By Donella Meadows
–July 16, 1987–
Last week while I was watching Oliver North testify before Congress, I was also reading a biography of the great American writer E.B. White. I lived alternately in the worlds of North the True Believer and White the Eternal Skeptic.
North said, “I am going to walk out of here with my head up and my shoulders straight because I am proud of our accomplishments.” White wrote about “the needless chaos and the cruelty of a world that is composed of a hundred nations, each spying on the others, each plotting against the others, each concerned almost solely with its own bailiwick and its own stunt.”
I was surprised at how much I sympathized with Ollie North. I don’t agree with any of his beliefs. I don’t think that the Free World is in a struggle for survival, or that covert operations are consistent with democracy, or that arming guerillas can win the hearts, minds, or governments of Third World peoples. But I understand what it is to be a Believer. I like to think of myself as devoted to noble causes. I too can overcome obstacles through courage, persistence, and Shining Purity. I define who I am, magnify my identity, and recognize my enemies through my crusades, just like Ollie.
My friends of the E.B. White type respond to my zeal with alarm. Watch out, there she goes again, off to end hunger or eliminate nuclear weapons or save the tropical forests. Many of these friends are Europeans, and I used to attribute their skepticism to their worn-out continent, their empires in decline.
Now, watching North and reading White, I understand those friends better. Ollie’s obedience to his “superiors”, his burning energy, his glowing righteousness, must bring painful memories to European audiences. Every time Europe has been reduced to rubble, it has been in the name of some glorious cause — Jesus, Mohammed, the King, the Pope, the Fatherland, the Proletariat. Europeans must, like White, find it “sobering to encounter the idealists at work, for they seem to live in a realm of their own, making their plans for the world in much the same way that any common tyrant does.”
Skeptics never forget the complexity of the world or the smallness and ignorance of any one person. They aren’t sure enough of anything to lay it on everyone else. They trust not in high principles, but in small experiences. White talked about the smell of wet city streets, the look of a barn, the feelings of a simple citizen with great events swirling around him. He didn’t talk about Saving the World for Democracy, unless he was making a joke.
White saw more of the world than just what fit his beliefs. He operated not from a rulebook but from common sense. If he were still around, he would point out that Ollie North’s schemes to defend democracy attracted as partners thugs, international gun-runners, and some of the world’s most undemocratic rulers. He would suspect that the policies being kept so secret — trading arms for hostages and funding contra rebels — were being hidden not from our enemies (who, by Ollie’s own testimony, already knew about them), but from the American people (who, by a large majority, opposed them). He would ask discomforting practical questions: Are we really reducing the number of hostages? Are we at all shaking the Nicaraguans’ faith in their government? Why is it that the harder we push these policies, the less they seem to work?

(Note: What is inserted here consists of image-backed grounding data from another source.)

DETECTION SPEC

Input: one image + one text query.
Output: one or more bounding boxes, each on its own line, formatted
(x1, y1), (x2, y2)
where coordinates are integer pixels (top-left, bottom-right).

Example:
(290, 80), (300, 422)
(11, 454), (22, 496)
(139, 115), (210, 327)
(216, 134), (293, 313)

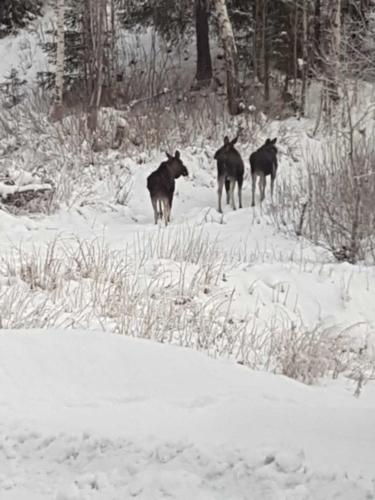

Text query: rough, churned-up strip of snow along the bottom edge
(0, 424), (375, 500)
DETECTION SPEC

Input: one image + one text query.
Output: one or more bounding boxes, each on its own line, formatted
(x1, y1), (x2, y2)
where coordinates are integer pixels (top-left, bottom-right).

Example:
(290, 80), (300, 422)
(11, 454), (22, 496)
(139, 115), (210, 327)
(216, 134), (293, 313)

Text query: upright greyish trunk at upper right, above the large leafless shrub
(321, 0), (341, 106)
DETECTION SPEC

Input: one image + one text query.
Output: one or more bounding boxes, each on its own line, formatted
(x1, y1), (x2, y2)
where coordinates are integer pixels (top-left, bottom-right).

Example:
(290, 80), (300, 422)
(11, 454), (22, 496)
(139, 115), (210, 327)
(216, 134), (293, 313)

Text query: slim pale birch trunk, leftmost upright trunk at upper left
(52, 0), (65, 120)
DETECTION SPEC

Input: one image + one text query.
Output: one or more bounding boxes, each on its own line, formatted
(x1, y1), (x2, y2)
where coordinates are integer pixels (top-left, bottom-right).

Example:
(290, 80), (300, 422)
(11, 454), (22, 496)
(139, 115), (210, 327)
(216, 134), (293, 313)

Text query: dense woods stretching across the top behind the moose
(0, 0), (374, 118)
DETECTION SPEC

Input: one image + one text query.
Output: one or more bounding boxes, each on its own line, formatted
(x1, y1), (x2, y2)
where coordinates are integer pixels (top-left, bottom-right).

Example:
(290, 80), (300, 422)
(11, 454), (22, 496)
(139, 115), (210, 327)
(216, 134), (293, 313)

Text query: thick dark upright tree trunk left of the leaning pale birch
(195, 0), (212, 86)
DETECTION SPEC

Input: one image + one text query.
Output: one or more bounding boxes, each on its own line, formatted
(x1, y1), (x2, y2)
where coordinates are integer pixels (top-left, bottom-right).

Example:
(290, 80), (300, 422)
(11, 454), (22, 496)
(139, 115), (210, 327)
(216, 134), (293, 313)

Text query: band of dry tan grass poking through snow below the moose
(0, 228), (374, 391)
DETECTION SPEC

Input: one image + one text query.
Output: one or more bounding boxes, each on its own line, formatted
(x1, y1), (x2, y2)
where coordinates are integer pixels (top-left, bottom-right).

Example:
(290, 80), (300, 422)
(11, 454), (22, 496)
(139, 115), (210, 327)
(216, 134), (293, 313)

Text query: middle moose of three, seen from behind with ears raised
(214, 134), (245, 213)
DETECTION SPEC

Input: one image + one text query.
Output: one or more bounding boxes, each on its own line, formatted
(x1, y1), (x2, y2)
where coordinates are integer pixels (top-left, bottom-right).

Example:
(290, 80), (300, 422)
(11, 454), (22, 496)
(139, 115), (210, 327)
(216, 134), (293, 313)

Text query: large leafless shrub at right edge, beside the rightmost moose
(274, 133), (375, 263)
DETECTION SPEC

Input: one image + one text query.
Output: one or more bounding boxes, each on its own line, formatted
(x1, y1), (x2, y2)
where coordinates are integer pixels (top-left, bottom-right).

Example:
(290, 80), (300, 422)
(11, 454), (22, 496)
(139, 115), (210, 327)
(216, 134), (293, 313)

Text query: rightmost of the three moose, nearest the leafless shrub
(250, 137), (277, 207)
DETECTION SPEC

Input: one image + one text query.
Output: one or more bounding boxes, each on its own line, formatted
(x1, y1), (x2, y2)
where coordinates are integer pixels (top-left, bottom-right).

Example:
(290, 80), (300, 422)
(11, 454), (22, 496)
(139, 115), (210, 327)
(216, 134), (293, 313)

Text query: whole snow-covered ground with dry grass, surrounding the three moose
(0, 8), (375, 500)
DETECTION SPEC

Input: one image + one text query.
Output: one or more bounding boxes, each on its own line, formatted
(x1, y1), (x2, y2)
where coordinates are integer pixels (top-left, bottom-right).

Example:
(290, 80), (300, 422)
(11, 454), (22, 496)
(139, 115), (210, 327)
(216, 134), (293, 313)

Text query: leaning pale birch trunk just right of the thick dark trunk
(213, 0), (240, 115)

Above all, White would not interpret opposing opinions as lack of patriotism. Only people out at the dangerous extremes of True Believerdom fail to respect the holders of other beliefs. E.B. White was a patriot himself, as fervent as Ollie North, but his patriotism was prompted by New England snowstorms and tempered by doubts. He wrote:
“To hold America in one’s thoughts is like holding a love letter in one’s hand — it has so special a meaning. Since I started writing this column snow has begun falling again: I sit in my room watching the re-enactment of this stagy old phenomenon outside the window. For this cameo of New England with snow falling, I would give everything. Yet I know that this very loyalty, this respect for one’s native scene — I know that such emotions have had a big part in the world’s wars. Who is there big enough to love the whole planet?”
Love for the Whole Planet. Now that’s my kind of Belief. I could go out and preach it (I do sometimes) and attack or discount or despise anyone who doesn’t properly exhibit it. I hope I won’t, but I’m capable of it.
The trick is to balance the Believer and the Skeptic in me and in all of us. My love for the planet is fine if it’s kept solidly based on the topsoil of my farm. Love for democracy is not dangerous if it’s based on a respect for the opinions of real people, close to me, who, as E.B. White said, “are all full of tiny faults and virtues and whose name is Schmalz and Henderson”. Some small-b beliefs arise naturally out of skepticism — such as the belief that the people ought not to be manipulated, lied to, or subverted by me or Ollie North or any other True Believer, no matter how great the cause.